Theorem 2 Suppose ${G: \{ 0,1 \}^n \rightarrow \{ 0,1 \}^{2n}}$ is a ${(t,\epsilon)}$ pseudorandom generator and ${G}$ is computable in time ${t_g}$. Fix a constant ${l}$ and define ${F_K:\{ 0,1 \}^l \rightarrow \{ 0,1 \}^n}$ as ${F_K (y) := G_{y_l} (G_{y_{l-1}} ( \cdots G_{y_2} ( G_{y_1} (K) ) \cdots ))}$ Then ${\overline{G}:\{ 0,1 \}^n \rightarrow \{ 0,1 \}^{2^l\cdot n}}$ defined as

$\displaystyle \overline{G}(K) := (F_K(0^l), F_K(0^{l-1}1), \ldots, F_K(1^l))$

is a ${(t - O(2^{l}\cdot t_g), l \cdot 2^l \cdot \epsilon)}$ pseudorandom generator.

Proof: The proof is again by a hybrid argument.
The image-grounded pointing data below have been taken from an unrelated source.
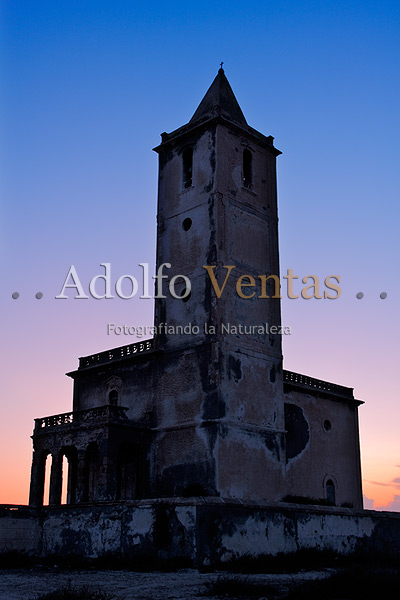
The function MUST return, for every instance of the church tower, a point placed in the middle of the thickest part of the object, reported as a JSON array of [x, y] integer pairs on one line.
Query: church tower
[[219, 397]]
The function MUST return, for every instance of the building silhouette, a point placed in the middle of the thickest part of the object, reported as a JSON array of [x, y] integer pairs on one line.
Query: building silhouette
[[207, 413]]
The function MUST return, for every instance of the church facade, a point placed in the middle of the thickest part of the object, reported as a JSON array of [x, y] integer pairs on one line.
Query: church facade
[[207, 413]]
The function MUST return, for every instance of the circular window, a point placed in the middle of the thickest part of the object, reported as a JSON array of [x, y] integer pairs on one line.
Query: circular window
[[187, 223]]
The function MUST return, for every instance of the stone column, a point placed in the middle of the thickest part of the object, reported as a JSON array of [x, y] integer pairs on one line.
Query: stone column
[[38, 471], [56, 478]]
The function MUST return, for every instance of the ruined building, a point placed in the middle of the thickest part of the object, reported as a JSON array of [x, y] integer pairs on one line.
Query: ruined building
[[207, 414]]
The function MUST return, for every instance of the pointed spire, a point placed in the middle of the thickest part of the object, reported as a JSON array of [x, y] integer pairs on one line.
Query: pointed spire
[[219, 100]]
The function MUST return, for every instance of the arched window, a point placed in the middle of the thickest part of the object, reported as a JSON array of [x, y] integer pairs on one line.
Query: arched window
[[113, 398], [91, 472], [247, 168], [330, 492], [187, 158]]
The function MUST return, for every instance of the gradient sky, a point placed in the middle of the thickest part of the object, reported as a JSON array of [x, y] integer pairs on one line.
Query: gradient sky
[[86, 90]]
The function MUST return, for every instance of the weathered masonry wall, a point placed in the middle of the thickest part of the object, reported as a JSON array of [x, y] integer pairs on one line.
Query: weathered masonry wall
[[202, 532]]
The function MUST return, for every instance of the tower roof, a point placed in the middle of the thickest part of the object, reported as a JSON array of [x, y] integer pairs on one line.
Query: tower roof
[[219, 100]]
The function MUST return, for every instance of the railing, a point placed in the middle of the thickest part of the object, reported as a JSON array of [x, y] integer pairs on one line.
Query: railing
[[317, 384], [100, 413], [116, 354]]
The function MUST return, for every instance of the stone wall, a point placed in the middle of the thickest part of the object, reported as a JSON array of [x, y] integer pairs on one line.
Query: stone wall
[[201, 532]]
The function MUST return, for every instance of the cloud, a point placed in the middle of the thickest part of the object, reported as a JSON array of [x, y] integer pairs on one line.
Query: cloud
[[368, 503], [378, 483], [394, 505]]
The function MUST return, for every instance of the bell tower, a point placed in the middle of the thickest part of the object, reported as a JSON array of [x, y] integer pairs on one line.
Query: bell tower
[[219, 401]]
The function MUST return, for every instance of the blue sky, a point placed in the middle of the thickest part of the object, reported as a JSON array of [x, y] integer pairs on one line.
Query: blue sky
[[87, 88]]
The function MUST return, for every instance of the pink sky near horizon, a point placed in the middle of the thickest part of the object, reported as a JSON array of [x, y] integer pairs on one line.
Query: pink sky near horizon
[[82, 110]]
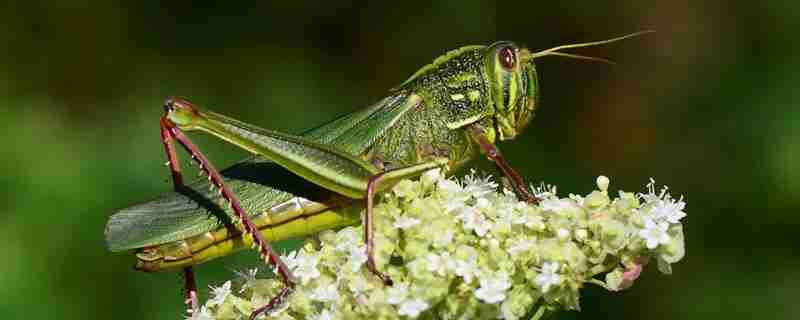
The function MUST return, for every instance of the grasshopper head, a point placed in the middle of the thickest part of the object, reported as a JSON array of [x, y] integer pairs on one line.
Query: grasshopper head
[[513, 86]]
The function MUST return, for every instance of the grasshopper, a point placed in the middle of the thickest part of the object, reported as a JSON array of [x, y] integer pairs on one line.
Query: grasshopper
[[444, 115]]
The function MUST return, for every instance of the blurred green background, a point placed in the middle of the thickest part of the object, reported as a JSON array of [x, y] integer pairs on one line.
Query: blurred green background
[[707, 105]]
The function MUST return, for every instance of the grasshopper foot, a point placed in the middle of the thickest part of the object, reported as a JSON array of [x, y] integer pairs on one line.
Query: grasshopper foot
[[384, 277], [273, 304]]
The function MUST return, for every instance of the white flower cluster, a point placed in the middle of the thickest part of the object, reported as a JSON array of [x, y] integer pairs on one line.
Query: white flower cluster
[[461, 249]]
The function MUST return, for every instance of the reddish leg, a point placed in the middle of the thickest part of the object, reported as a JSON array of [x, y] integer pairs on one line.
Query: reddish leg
[[369, 230], [479, 135], [169, 132]]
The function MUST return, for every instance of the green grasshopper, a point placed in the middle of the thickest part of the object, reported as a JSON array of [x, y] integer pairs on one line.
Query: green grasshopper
[[443, 116]]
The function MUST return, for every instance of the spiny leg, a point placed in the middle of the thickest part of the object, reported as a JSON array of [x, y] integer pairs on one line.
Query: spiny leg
[[190, 292], [264, 248], [369, 230], [189, 284], [380, 182], [479, 135]]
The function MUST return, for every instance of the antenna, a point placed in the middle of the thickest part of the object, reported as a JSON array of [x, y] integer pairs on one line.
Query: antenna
[[555, 50]]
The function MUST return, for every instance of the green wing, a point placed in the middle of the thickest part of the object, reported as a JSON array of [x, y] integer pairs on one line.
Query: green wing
[[258, 183]]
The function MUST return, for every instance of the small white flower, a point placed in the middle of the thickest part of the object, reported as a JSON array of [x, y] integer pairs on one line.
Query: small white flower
[[493, 290], [466, 269], [346, 239], [324, 315], [443, 239], [203, 314], [555, 204], [249, 277], [478, 186], [358, 285], [325, 293], [358, 256], [562, 234], [669, 210], [602, 183], [449, 186], [482, 203], [397, 293], [474, 220], [303, 265], [439, 264], [404, 222], [220, 294], [544, 191], [654, 233], [548, 277], [522, 246], [432, 176], [412, 308], [581, 234]]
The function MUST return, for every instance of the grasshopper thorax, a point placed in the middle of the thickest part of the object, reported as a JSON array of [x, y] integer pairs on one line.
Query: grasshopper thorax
[[513, 87]]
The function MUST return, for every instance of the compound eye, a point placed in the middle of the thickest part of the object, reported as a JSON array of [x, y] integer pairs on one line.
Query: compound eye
[[507, 57]]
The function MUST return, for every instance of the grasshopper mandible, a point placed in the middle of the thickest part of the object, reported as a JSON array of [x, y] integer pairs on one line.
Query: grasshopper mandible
[[444, 115]]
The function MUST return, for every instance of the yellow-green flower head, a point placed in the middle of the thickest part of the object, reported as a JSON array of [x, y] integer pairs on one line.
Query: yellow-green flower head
[[464, 249]]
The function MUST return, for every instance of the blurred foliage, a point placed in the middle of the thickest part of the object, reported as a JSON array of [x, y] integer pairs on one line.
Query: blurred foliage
[[708, 105]]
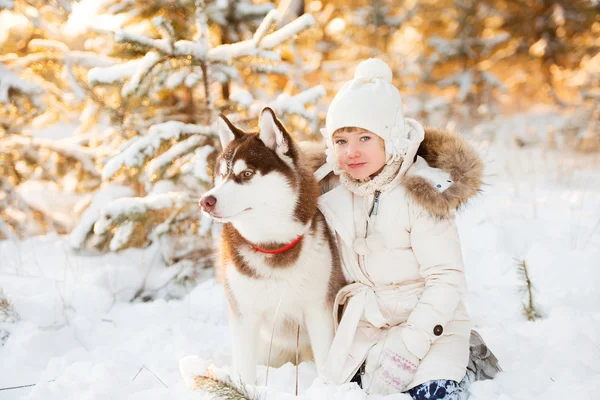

The hybrids we consider are easier to describe in terms of the tree with nodes as copies of ${G}$. We take ${H_i}$ to be the distribution of outputs at the leaves, when the input to the nodes at depth ${i}$ is replaced by truly random bits, ignoring the nodes at depth ${i-1}$. Hence, ${H_0}$ is simply distributed as ${\overline{G}(K)}$ for a random ${K}$ i.e. only the input to the root is random. Also, in ${H_l}$ we replace the outputs at depth ${l-1}$ by truly random strings. Hence, ${H_l}$ is simply distributed as a random string of length ${n \cdot 2^l}$. The figure below shows the hybrids for the case ${l=2}$, with red color indicating true randomness.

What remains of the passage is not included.